Run Run Shaw Creative Media Centre
University: City University
Architect: Daniel Libeskind (HIs other works include One World Trade Center in New York, Imperial War Museum North in Manchester and Jüdisches Museum Berlin.)
Year of Completion: 2011
Another futuristic building in the Hong Kong academic scene is the Run Run Shaw Creative Media Centre (CMC) at City University.
The crystalline structure is the permanent home of the School of Creative Media. Libeskind says the exterior carries his signature asymmetrical shapes, and captures the creative spirit and intensity of Hong Kong.
The building’s most prominent feature is a central spiral staircase with irregular twists that connects the floors within the nine-storey building, while the asymmetrical windows bring in natural light and echo the overall design.
Chu Hai College of Higher Education
Architect: Rocco Yim (His other works include International Finance Centre, Hong Kong Government Headquarters and Guangzhou Museum.)
Year of Completion: 2016
The Chu Hai College of Higher Education campus is “a highly linked and connected institution” according to Rocco Design Architects, a Hong Kong firm led by esteemed architect Rocco Yim. The complex consists of two academic buildings, dormitories, a boulevard that connects the two blocks and green space beneath the bridges.
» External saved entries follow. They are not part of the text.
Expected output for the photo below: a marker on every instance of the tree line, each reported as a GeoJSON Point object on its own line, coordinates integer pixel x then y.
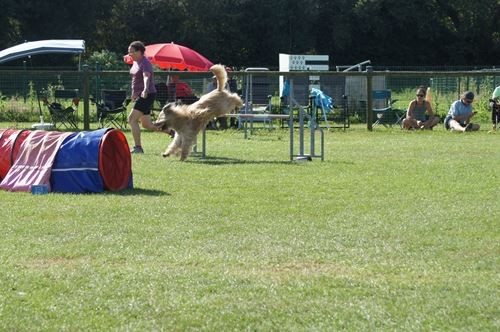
{"type": "Point", "coordinates": [244, 33]}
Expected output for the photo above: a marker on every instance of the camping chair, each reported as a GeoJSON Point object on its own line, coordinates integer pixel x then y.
{"type": "Point", "coordinates": [386, 115]}
{"type": "Point", "coordinates": [63, 110]}
{"type": "Point", "coordinates": [112, 108]}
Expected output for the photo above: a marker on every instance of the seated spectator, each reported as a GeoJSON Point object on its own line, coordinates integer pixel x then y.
{"type": "Point", "coordinates": [460, 114]}
{"type": "Point", "coordinates": [420, 114]}
{"type": "Point", "coordinates": [495, 107]}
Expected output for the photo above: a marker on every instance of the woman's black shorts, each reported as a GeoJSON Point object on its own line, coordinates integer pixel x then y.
{"type": "Point", "coordinates": [145, 105]}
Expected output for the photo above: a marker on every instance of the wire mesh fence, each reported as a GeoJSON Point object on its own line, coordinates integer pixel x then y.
{"type": "Point", "coordinates": [23, 92]}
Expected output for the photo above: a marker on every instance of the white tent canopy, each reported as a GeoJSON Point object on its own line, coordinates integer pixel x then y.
{"type": "Point", "coordinates": [75, 46]}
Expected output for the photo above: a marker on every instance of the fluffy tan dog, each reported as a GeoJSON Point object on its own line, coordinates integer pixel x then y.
{"type": "Point", "coordinates": [189, 120]}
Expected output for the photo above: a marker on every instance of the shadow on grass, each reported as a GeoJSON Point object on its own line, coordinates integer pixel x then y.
{"type": "Point", "coordinates": [139, 191]}
{"type": "Point", "coordinates": [233, 161]}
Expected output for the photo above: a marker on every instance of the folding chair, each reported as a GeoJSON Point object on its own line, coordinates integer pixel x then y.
{"type": "Point", "coordinates": [386, 115]}
{"type": "Point", "coordinates": [112, 108]}
{"type": "Point", "coordinates": [64, 109]}
{"type": "Point", "coordinates": [298, 87]}
{"type": "Point", "coordinates": [334, 86]}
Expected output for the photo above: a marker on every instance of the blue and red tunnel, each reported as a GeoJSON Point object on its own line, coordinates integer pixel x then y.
{"type": "Point", "coordinates": [89, 161]}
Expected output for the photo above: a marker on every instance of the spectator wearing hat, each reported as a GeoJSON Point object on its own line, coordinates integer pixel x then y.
{"type": "Point", "coordinates": [460, 114]}
{"type": "Point", "coordinates": [420, 114]}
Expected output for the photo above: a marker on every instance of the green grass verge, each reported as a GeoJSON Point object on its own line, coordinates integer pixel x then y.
{"type": "Point", "coordinates": [393, 231]}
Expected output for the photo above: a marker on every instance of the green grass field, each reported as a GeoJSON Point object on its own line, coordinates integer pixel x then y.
{"type": "Point", "coordinates": [393, 231]}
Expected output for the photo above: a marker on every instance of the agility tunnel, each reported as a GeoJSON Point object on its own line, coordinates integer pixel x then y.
{"type": "Point", "coordinates": [83, 162]}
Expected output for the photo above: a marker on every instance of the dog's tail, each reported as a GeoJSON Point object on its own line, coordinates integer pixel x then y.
{"type": "Point", "coordinates": [221, 75]}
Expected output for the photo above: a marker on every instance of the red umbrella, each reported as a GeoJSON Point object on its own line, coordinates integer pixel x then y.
{"type": "Point", "coordinates": [174, 56]}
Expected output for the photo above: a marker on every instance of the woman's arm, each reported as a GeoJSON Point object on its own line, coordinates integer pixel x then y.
{"type": "Point", "coordinates": [147, 78]}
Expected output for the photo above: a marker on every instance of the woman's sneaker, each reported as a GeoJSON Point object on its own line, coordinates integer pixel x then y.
{"type": "Point", "coordinates": [137, 149]}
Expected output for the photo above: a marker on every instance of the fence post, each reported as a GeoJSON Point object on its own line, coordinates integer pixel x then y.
{"type": "Point", "coordinates": [369, 97]}
{"type": "Point", "coordinates": [86, 103]}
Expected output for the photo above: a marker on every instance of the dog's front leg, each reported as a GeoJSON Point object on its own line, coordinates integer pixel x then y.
{"type": "Point", "coordinates": [187, 144]}
{"type": "Point", "coordinates": [173, 147]}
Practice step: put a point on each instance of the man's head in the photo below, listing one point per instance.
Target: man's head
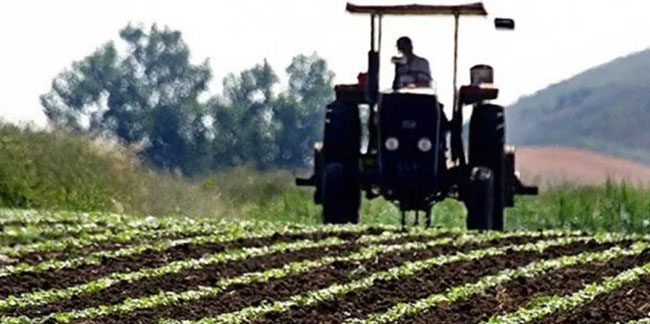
(405, 45)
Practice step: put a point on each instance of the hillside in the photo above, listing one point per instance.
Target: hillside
(605, 109)
(557, 165)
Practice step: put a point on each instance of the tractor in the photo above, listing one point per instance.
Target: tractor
(415, 156)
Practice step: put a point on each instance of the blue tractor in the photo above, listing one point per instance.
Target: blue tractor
(415, 156)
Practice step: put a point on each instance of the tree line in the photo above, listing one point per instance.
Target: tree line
(150, 97)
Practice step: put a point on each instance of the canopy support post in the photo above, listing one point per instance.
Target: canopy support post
(457, 150)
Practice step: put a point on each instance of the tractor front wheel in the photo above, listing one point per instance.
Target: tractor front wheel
(480, 201)
(341, 194)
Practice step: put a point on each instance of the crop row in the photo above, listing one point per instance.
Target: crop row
(545, 305)
(234, 232)
(167, 298)
(136, 232)
(40, 217)
(402, 271)
(43, 297)
(463, 292)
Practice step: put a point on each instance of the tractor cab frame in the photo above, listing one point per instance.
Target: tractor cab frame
(407, 159)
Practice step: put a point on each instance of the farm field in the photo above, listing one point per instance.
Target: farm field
(111, 268)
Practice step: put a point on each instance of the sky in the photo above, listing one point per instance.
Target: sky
(553, 40)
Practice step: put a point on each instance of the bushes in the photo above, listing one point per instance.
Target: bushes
(59, 170)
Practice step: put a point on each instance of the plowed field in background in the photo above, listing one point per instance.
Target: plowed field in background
(105, 268)
(552, 165)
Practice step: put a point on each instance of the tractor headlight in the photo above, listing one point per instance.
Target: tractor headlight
(424, 144)
(392, 144)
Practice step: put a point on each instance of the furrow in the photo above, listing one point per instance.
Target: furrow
(403, 271)
(154, 229)
(252, 256)
(509, 296)
(541, 307)
(54, 274)
(440, 307)
(645, 320)
(12, 217)
(171, 298)
(385, 293)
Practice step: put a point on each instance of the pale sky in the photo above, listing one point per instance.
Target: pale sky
(554, 39)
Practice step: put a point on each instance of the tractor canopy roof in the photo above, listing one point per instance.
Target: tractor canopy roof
(472, 9)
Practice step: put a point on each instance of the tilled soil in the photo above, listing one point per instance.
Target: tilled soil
(194, 278)
(279, 289)
(246, 295)
(384, 294)
(629, 302)
(509, 297)
(25, 282)
(37, 257)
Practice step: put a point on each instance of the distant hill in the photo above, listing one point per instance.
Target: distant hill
(550, 165)
(605, 109)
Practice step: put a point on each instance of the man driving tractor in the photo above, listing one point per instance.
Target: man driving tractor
(411, 71)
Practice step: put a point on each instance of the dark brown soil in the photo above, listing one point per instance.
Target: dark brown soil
(25, 282)
(192, 279)
(279, 289)
(511, 296)
(630, 302)
(37, 257)
(384, 294)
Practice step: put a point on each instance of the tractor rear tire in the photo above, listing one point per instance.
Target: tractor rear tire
(341, 194)
(487, 149)
(480, 201)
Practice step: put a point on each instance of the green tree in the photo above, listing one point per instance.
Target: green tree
(254, 125)
(147, 97)
(300, 111)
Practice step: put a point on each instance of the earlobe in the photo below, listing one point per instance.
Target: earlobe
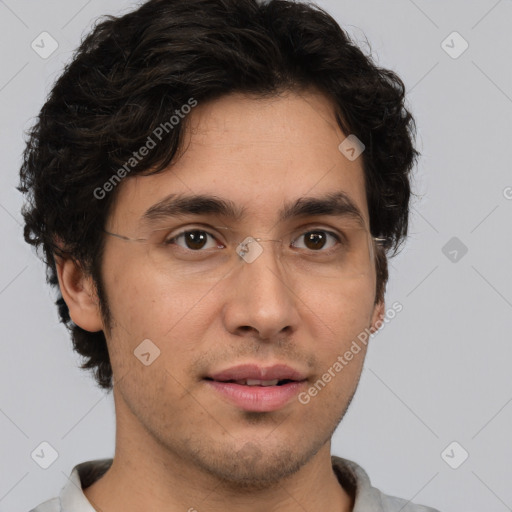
(79, 293)
(378, 316)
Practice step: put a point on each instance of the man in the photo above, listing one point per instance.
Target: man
(216, 185)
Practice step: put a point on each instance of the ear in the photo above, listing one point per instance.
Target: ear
(377, 316)
(79, 293)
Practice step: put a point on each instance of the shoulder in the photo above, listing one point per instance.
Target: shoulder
(368, 498)
(52, 505)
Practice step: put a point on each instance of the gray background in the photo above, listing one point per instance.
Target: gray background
(438, 373)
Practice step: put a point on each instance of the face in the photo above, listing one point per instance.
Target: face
(258, 154)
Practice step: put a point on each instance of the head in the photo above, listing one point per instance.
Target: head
(245, 103)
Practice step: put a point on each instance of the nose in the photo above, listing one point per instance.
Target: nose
(260, 296)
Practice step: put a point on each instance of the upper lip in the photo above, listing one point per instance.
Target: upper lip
(256, 372)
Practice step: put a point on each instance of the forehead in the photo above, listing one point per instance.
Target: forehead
(257, 153)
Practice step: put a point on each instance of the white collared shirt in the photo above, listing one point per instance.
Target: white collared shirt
(351, 476)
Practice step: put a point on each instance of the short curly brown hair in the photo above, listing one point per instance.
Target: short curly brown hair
(131, 73)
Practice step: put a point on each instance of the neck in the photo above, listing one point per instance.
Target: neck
(148, 476)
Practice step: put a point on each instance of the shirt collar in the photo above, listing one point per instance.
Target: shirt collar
(351, 476)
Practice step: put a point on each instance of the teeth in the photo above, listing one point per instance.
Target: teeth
(255, 382)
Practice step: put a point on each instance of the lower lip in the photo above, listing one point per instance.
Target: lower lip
(258, 398)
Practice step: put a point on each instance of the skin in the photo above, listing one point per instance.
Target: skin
(179, 445)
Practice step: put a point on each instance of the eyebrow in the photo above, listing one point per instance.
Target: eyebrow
(335, 204)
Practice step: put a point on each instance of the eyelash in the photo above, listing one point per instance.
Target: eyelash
(171, 241)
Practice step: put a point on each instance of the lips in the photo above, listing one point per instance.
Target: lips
(253, 372)
(257, 389)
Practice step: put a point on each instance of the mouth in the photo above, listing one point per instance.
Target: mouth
(255, 382)
(257, 389)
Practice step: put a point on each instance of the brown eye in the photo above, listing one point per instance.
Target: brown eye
(194, 240)
(316, 240)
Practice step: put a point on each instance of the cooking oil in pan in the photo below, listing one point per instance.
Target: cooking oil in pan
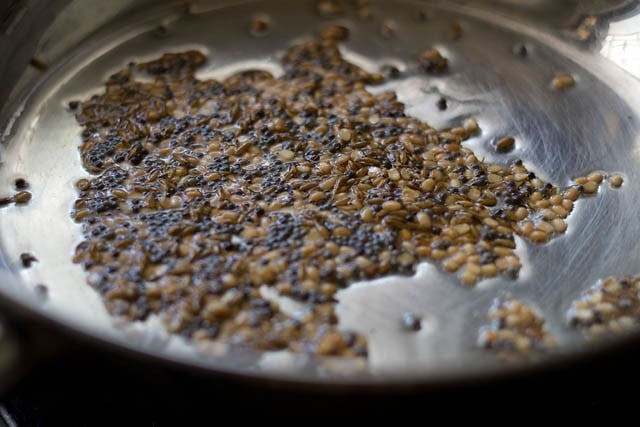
(506, 94)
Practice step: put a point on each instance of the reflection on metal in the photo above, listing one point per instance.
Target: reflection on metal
(622, 44)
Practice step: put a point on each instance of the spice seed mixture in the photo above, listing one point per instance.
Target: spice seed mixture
(515, 330)
(203, 192)
(610, 306)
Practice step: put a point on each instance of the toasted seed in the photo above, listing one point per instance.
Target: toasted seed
(562, 81)
(411, 322)
(616, 181)
(504, 145)
(22, 197)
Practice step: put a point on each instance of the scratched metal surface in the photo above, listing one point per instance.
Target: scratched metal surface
(594, 126)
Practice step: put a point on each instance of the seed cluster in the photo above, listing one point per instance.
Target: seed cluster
(612, 305)
(204, 192)
(515, 330)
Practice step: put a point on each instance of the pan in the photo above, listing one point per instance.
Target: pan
(558, 80)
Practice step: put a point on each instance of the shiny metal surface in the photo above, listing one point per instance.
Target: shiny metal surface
(594, 126)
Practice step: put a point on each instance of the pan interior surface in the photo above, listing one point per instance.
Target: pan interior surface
(559, 135)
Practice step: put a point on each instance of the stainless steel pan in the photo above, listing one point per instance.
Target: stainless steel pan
(57, 51)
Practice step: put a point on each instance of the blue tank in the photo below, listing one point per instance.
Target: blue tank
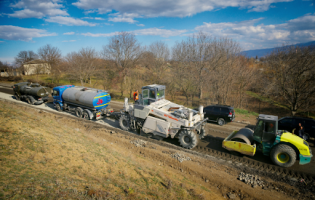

The campus houses everything that a modern university needs, from teaching facilities to lecture theatres, an indoor gymnasium and residence. In order to maximise density within the property’s restricted footprint, the design is composed of vertically stacked blocks. Classrooms and libraries that require more space are on the upper floors and are suspended from the main slab blocks.
The extended floors and bridges mimic a tree, where people learn and share knowledge under the shade of “trees”. The construction is also inspired by Chinese calligraphy, and seeks a balance between the blocks and empty spaces in the centre.
Chinese University (Shenzhen Campus)
Architect: Rocco Yim
Year of Completion: 2015
The Shenzhen campus of Chinese University is another stunning addition to Yim’s portfolio, and marks his collaboration with Gravity Partnership and Wang Weijen Architecture, who also designed the PolyU Community College campus.
The campus is divided into three zones – Academic Clusters, Campus Green and Natural Terrain – to continue the architects’ mission to retain green elements. Interlocking teaching facilities are located at one edge of the campus. At the other end, the existing natural terrain is preserved and buildings are adapted to its topography. The two areas are connected by an open outdoor space.
Sustainability, interconnectivity and flexibility are the focuses of the project’s design strategy, which aims to create communities for research, learning, working and living.